# Kuota dealers



## Kuma601 (Jan 22, 2004)

I picked mine up back in early '08 and it's been a nice bike for me. The following season, that dealer stopped carrying them. I asked but was given the answer, we just decided to not carry the line. Hmm...ok. So I looked at Kuota USA's new dealer listing...another shop. Now with '09 closing, I see that they are no longer listed as a dealer ...seems that Kuota is making rounds but no one dealer sticks with them beyond a season...???
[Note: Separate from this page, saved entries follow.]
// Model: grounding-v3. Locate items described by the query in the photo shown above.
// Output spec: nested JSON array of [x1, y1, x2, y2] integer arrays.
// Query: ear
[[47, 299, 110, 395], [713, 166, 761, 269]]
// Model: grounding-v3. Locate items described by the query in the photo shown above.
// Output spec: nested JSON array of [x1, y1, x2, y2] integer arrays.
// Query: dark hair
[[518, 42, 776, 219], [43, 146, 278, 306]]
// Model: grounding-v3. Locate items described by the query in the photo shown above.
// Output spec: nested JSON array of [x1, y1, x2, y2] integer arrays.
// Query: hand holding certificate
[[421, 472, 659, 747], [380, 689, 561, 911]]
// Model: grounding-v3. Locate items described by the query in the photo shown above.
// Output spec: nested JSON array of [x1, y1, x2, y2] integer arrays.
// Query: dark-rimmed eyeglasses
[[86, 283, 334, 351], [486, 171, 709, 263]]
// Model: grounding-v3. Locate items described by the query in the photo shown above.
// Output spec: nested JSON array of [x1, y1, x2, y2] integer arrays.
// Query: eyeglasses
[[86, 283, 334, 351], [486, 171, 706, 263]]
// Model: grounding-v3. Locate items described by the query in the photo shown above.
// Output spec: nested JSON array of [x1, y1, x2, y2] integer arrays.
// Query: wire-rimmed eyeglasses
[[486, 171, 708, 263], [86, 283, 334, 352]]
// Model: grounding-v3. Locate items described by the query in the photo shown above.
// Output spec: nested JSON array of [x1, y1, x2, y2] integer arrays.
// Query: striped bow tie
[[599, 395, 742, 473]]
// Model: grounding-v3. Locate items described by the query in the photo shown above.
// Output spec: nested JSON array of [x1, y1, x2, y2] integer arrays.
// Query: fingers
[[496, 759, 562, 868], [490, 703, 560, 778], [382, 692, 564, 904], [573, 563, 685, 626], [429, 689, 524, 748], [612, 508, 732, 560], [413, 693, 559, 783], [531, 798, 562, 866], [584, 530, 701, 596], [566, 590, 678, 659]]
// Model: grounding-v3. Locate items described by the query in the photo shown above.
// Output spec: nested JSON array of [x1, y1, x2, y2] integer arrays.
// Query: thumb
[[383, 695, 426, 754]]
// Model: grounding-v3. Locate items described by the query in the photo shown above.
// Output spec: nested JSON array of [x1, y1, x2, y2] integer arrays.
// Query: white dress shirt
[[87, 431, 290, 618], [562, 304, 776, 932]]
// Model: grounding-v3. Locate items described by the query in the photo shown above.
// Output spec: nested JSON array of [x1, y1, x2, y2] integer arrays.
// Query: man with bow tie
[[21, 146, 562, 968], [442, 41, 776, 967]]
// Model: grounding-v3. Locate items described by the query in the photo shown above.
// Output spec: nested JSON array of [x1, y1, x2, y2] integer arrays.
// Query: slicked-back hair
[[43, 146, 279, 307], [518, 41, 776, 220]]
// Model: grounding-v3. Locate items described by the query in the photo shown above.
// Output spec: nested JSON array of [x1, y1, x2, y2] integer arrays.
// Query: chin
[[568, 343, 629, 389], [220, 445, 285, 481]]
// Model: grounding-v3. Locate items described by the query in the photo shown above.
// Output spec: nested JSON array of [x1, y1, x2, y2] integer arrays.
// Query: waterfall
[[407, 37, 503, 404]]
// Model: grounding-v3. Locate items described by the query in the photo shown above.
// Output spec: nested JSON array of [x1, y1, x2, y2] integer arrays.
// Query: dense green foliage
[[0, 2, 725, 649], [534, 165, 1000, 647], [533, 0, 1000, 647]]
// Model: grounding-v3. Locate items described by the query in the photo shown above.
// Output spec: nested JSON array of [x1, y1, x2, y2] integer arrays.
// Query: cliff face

IDK how dealership guidelines are...just makes me wonder why it isn't consistent?


----------



## master2129 (Mar 30, 2007)

I'll tell you why. Kuota is a bunch of ASSES. They think their bikes are the best and they demand Dealers to stock 20+ frames and take up more floor space for the line. That's why Dealers drop them. Their Reps are just as bad and nothing is ever in stock. This is coming from someone who is very good friends with an Ex-Dealer.


----------



## Kuma601 (Jan 22, 2004)

I had a deep suspicion I'd receive a response like that. Sad...for Kuota.  Thanks.


----------



## Larry87 (Jan 15, 2008)

I find it hard to believe that Kuota is demanding dealers to carry 20+ frames. My local dealer where I picked up my Kross bike doesn't have that many bikes on the floor.


----------



## Kuma601 (Jan 22, 2004)

I'm completely outside the bike industry so I dunno how these dealer issue are. It would be interesting what Trek, Specialized and Giant ask of their participating dealers. Locally, the shops are well stocked with well more than 20 bikes in multiple sizes. Kuota being a much smaller name to them, 20 is a big order to have as inventory.


----------